Roche CEO says Genentech has resolved Perjeta production problems

Production problems that raised the potential for a shortage of Roche's new cancer drug Perjeta even as it was being launched in June have largely been addressed, CEO Severin Schwan told investors. That allows Roche to get on top of at least one of a number of production issues that have plagued the company.

The FDA gave the nod in June to Roche's ($RHHBY) pertuzumab, brand name Perjeta, developed by its Genentech division, for certain patients with late-stage breast cancer. At the time, Roche said it had enough supplies on hand to get the drug into doctors' hands but Roche and the FDA acknowledged that there were some problems with the cell culture used to make the active ingredient. The agency even said there was a possibility of a shortage.

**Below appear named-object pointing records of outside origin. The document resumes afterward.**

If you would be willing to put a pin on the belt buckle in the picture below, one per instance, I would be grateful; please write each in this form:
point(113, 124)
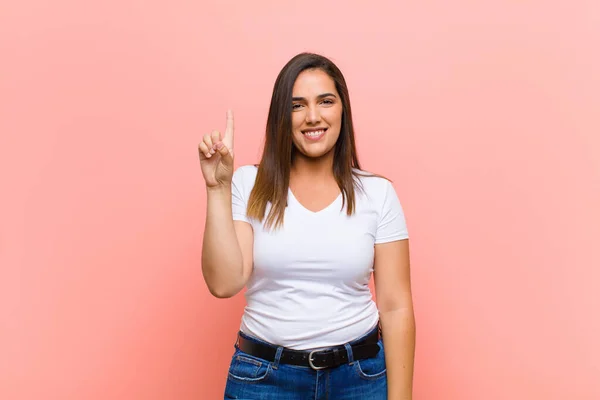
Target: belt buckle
point(310, 361)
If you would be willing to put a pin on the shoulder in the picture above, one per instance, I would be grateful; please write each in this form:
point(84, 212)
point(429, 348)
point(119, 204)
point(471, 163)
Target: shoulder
point(373, 184)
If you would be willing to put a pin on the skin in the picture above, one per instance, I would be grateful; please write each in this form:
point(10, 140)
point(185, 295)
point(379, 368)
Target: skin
point(316, 104)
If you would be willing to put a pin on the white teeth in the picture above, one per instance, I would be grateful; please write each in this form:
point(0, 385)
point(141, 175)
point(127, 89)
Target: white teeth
point(314, 133)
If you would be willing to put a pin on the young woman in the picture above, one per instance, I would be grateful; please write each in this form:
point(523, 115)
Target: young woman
point(303, 231)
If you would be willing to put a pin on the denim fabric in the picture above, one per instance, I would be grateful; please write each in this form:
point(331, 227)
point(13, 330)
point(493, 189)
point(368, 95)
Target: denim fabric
point(252, 378)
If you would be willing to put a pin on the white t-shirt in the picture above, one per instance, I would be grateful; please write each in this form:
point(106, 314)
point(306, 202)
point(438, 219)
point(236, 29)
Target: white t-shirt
point(309, 286)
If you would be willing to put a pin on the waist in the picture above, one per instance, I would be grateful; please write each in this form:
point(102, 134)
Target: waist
point(366, 346)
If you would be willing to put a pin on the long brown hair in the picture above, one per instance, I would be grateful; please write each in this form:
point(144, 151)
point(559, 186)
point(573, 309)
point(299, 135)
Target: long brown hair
point(273, 177)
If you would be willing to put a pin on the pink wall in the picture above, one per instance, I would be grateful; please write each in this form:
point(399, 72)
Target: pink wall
point(485, 115)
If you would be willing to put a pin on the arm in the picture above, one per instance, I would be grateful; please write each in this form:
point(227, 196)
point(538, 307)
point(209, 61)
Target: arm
point(227, 247)
point(394, 300)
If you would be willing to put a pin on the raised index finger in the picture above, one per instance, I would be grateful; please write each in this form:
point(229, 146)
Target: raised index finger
point(229, 125)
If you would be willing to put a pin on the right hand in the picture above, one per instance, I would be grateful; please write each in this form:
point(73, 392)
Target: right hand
point(216, 156)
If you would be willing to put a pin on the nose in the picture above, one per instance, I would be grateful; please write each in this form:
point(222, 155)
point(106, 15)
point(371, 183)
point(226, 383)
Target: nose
point(313, 115)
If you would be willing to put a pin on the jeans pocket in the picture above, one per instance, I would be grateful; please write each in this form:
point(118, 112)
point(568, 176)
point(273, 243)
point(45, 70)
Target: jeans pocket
point(248, 369)
point(372, 368)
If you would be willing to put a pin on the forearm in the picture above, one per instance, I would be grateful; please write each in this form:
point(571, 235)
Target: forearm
point(398, 327)
point(222, 264)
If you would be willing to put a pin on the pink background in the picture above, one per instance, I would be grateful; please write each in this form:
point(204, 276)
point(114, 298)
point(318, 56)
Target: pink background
point(485, 114)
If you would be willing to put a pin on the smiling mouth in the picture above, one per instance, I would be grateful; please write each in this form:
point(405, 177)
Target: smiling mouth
point(314, 134)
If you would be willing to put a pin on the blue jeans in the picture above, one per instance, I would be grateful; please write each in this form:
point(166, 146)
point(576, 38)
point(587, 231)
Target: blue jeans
point(252, 378)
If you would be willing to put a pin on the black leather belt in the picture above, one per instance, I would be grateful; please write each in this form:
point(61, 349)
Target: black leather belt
point(316, 359)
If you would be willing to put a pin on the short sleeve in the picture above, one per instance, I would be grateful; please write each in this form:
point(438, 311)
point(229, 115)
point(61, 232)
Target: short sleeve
point(391, 225)
point(239, 196)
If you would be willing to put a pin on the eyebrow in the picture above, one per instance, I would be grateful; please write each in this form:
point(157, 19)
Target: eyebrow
point(318, 97)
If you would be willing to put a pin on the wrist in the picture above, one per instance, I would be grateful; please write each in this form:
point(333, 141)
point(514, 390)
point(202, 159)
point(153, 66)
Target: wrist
point(218, 190)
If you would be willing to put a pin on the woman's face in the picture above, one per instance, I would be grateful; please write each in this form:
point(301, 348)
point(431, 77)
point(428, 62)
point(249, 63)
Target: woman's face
point(316, 113)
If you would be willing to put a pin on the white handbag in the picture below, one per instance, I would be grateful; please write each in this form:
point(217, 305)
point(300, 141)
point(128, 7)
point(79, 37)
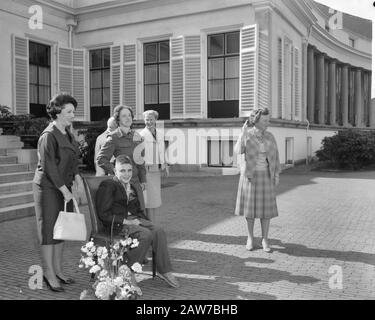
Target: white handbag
point(70, 225)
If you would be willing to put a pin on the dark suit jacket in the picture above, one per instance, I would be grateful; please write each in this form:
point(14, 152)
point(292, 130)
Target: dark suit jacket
point(112, 203)
point(57, 158)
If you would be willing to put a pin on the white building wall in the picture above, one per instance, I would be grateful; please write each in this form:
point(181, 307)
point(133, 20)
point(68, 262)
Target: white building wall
point(18, 23)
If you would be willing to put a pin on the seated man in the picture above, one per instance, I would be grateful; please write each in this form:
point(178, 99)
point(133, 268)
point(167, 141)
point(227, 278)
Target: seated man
point(117, 201)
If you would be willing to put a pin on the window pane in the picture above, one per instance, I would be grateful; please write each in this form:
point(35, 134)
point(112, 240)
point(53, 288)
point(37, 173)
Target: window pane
point(151, 74)
point(33, 93)
point(44, 76)
point(164, 93)
point(95, 58)
point(33, 74)
point(164, 73)
point(232, 67)
point(216, 45)
point(216, 68)
point(43, 94)
point(106, 97)
point(151, 52)
point(151, 94)
point(95, 79)
point(164, 51)
point(96, 97)
point(232, 89)
point(43, 55)
point(106, 57)
point(215, 90)
point(106, 79)
point(233, 42)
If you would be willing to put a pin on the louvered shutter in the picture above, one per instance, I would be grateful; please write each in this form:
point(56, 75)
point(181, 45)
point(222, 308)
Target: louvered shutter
point(287, 81)
point(20, 75)
point(79, 83)
point(297, 85)
point(129, 76)
point(279, 77)
point(263, 71)
point(65, 70)
point(71, 77)
point(248, 69)
point(177, 77)
point(116, 78)
point(192, 74)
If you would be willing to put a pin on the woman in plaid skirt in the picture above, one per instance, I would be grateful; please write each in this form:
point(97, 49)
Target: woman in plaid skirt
point(256, 197)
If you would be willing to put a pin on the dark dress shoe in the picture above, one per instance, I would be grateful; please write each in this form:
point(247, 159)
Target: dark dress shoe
point(52, 288)
point(67, 281)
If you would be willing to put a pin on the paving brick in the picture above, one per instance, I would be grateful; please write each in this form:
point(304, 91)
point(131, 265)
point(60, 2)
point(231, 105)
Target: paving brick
point(324, 219)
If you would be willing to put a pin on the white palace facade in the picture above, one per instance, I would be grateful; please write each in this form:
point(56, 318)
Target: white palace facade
point(202, 64)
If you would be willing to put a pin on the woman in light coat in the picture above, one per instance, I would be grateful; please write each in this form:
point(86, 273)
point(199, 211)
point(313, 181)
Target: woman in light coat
point(256, 197)
point(154, 162)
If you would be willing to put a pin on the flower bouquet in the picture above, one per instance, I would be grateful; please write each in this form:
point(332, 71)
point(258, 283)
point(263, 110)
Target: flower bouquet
point(114, 280)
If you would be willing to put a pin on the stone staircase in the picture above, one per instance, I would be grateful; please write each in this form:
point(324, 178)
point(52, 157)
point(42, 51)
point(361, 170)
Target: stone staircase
point(17, 167)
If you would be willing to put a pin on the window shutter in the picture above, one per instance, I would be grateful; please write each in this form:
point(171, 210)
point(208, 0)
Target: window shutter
point(192, 75)
point(248, 67)
point(116, 76)
point(71, 76)
point(20, 75)
point(79, 83)
point(65, 70)
point(130, 78)
point(177, 77)
point(297, 93)
point(263, 71)
point(279, 77)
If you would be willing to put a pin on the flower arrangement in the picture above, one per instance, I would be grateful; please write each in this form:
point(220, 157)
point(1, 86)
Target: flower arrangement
point(114, 280)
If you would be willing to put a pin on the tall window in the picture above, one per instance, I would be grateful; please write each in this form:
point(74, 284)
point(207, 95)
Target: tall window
point(100, 84)
point(156, 78)
point(223, 75)
point(39, 78)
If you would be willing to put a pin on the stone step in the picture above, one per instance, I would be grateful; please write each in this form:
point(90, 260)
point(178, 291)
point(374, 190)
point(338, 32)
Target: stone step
point(14, 187)
point(8, 160)
point(13, 199)
point(17, 212)
point(12, 145)
point(9, 139)
point(16, 177)
point(9, 168)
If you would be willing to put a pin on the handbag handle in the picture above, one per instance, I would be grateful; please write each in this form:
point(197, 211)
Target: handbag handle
point(75, 205)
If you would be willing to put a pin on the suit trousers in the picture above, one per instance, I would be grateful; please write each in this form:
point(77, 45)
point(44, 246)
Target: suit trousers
point(147, 235)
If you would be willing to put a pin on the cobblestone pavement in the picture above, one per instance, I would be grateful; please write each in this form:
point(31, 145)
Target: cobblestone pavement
point(326, 222)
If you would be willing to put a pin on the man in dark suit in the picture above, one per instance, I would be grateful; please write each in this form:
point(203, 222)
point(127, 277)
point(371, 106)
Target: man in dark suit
point(117, 204)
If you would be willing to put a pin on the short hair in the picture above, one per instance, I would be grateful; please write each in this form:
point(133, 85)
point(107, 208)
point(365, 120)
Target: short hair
point(110, 122)
point(117, 111)
point(124, 159)
point(58, 102)
point(255, 115)
point(153, 112)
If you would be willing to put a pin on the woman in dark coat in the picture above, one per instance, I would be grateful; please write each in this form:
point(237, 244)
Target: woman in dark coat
point(57, 169)
point(125, 140)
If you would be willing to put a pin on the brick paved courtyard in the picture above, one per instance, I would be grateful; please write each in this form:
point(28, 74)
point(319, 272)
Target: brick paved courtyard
point(326, 219)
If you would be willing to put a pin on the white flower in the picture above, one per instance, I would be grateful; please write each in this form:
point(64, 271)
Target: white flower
point(103, 273)
point(95, 269)
point(118, 281)
point(89, 245)
point(104, 290)
point(136, 267)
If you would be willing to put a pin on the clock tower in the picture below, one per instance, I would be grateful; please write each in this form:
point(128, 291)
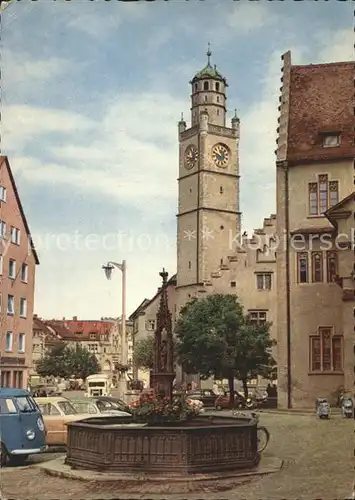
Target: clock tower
point(208, 219)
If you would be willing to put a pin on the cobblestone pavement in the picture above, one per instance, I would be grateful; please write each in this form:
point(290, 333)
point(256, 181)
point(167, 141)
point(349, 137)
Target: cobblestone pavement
point(318, 463)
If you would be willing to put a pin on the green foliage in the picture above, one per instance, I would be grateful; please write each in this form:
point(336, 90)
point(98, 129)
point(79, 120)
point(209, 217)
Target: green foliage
point(143, 355)
point(215, 338)
point(151, 408)
point(66, 362)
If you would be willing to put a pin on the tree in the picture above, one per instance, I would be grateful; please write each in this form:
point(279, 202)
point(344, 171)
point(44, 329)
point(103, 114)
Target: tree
point(215, 338)
point(65, 362)
point(82, 363)
point(143, 355)
point(54, 363)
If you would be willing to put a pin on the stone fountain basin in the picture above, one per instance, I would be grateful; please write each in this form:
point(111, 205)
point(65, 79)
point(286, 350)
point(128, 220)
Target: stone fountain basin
point(205, 444)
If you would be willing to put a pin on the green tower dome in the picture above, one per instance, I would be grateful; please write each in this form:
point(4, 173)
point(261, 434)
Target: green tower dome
point(208, 71)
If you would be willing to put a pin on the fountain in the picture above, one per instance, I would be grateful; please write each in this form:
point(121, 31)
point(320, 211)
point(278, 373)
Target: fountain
point(181, 448)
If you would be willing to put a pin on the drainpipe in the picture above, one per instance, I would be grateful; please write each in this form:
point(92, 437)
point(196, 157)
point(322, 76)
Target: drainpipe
point(288, 291)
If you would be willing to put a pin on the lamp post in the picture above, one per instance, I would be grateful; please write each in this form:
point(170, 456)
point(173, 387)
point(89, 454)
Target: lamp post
point(108, 268)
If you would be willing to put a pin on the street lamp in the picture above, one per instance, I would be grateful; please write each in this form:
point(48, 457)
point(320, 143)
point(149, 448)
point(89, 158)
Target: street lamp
point(108, 268)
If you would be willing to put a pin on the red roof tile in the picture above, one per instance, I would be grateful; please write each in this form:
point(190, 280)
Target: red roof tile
point(321, 101)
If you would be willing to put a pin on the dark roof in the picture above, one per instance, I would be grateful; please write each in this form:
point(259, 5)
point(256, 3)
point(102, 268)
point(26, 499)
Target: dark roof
point(4, 161)
point(321, 101)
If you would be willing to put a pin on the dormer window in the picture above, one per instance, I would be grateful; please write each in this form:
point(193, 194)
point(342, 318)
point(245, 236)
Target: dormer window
point(331, 140)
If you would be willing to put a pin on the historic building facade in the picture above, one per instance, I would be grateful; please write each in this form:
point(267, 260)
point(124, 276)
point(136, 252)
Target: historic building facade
point(315, 230)
point(18, 260)
point(212, 255)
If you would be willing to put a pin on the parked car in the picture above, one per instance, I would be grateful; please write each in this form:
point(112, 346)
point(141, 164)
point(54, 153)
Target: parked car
point(57, 412)
point(207, 396)
point(22, 428)
point(222, 401)
point(97, 406)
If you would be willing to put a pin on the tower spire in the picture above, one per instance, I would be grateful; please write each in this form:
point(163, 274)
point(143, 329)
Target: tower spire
point(209, 53)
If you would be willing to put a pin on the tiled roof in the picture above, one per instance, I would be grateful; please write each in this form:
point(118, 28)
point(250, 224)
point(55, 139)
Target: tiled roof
point(321, 102)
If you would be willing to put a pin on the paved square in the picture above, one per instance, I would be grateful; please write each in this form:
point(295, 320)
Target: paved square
point(318, 463)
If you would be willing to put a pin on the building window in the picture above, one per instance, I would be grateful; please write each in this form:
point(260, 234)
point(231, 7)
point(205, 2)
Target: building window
point(10, 304)
point(12, 269)
point(333, 193)
point(313, 198)
point(322, 195)
point(263, 281)
point(257, 317)
point(15, 235)
point(21, 342)
point(325, 351)
point(23, 307)
point(2, 229)
point(150, 325)
point(8, 341)
point(2, 193)
point(317, 267)
point(332, 266)
point(24, 273)
point(302, 267)
point(331, 140)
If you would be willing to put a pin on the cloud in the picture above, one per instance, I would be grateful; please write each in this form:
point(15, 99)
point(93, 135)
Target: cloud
point(246, 17)
point(130, 157)
point(22, 124)
point(22, 67)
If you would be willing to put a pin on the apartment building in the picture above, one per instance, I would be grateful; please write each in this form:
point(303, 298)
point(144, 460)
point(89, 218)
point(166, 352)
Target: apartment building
point(18, 260)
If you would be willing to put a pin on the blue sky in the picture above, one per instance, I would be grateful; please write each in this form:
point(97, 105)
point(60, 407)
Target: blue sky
point(91, 95)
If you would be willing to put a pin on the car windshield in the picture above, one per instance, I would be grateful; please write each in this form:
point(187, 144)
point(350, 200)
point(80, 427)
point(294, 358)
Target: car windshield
point(26, 404)
point(67, 408)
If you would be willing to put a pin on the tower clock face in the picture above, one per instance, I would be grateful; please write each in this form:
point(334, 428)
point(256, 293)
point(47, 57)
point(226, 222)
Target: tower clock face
point(220, 155)
point(191, 157)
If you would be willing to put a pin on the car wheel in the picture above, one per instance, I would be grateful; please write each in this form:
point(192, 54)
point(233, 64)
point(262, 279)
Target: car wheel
point(18, 459)
point(3, 456)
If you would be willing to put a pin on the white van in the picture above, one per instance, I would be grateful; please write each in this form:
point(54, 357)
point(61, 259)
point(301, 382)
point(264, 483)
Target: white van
point(98, 385)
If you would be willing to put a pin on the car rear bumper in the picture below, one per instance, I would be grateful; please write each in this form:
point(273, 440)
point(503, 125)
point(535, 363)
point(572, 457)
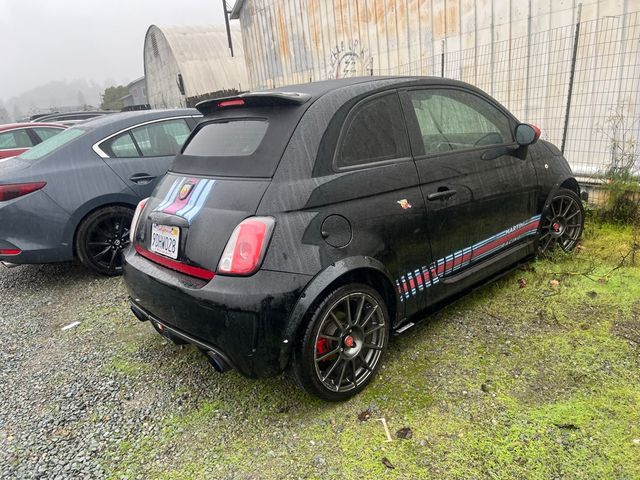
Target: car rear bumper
point(35, 226)
point(241, 320)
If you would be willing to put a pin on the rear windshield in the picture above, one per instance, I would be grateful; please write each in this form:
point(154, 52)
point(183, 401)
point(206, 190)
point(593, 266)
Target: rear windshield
point(51, 144)
point(229, 138)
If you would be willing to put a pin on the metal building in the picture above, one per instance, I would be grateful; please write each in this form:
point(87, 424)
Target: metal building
point(137, 96)
point(529, 54)
point(185, 63)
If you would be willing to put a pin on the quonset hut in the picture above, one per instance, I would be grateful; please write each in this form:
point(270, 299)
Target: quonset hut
point(183, 64)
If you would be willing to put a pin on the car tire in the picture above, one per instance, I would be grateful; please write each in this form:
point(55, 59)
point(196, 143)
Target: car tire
point(102, 237)
point(561, 223)
point(343, 343)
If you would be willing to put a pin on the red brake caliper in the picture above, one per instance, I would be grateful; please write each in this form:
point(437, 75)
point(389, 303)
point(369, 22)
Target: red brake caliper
point(322, 346)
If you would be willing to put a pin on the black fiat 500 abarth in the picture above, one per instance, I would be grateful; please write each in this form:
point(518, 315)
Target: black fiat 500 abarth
point(300, 227)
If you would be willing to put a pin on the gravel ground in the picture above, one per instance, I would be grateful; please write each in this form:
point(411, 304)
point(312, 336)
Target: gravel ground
point(61, 404)
point(535, 376)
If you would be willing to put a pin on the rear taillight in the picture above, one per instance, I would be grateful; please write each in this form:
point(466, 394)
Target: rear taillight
point(15, 190)
point(136, 218)
point(246, 247)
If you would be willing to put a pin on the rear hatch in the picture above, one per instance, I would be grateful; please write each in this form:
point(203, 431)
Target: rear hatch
point(216, 182)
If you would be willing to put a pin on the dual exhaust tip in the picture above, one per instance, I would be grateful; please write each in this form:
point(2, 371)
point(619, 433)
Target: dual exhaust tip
point(217, 361)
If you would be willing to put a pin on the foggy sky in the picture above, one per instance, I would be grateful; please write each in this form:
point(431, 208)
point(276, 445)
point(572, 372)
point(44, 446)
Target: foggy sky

But in the company's conference call with investors recently, InPharm reports that Schwann said, "We resolved the issues, and that is also why we are so confident that we can fully supply Perjeta."

The cell culture being used in production to make the active ingredient in Perjeta was compromised by low yields, reports InPharm, but the problem did not reach to the master cell line from which they were derived.

Roche also expects to resolve issues at its Florence, SC, plant that have prevented it from releasing obesity drug Xenical and anemia drug Mircera into Europe, InPharm reports. The company hopes to remove the block on those drugs in a couple of months.

But Roche continues to work on returning sufficient supplies of the injectable form of osteoporosis drug Boniva to the market. On July 31, the drug giant told the FDA that it expected to have continuous supplies of the drug to wholesalers in September. In June, Genentech said the injectable form of Boniva would be in limited supply for some weeks because the company had missed its forecast on demand for the product. Last week, a spokeswoman said the company had expected a significant falloff in demand through the year since its patent on the oral dose form of the drug lapsed in March and it now faces generic competition. The falloff didn't happen for the injectable form, however, and so it is now ramping production back up to meet demand.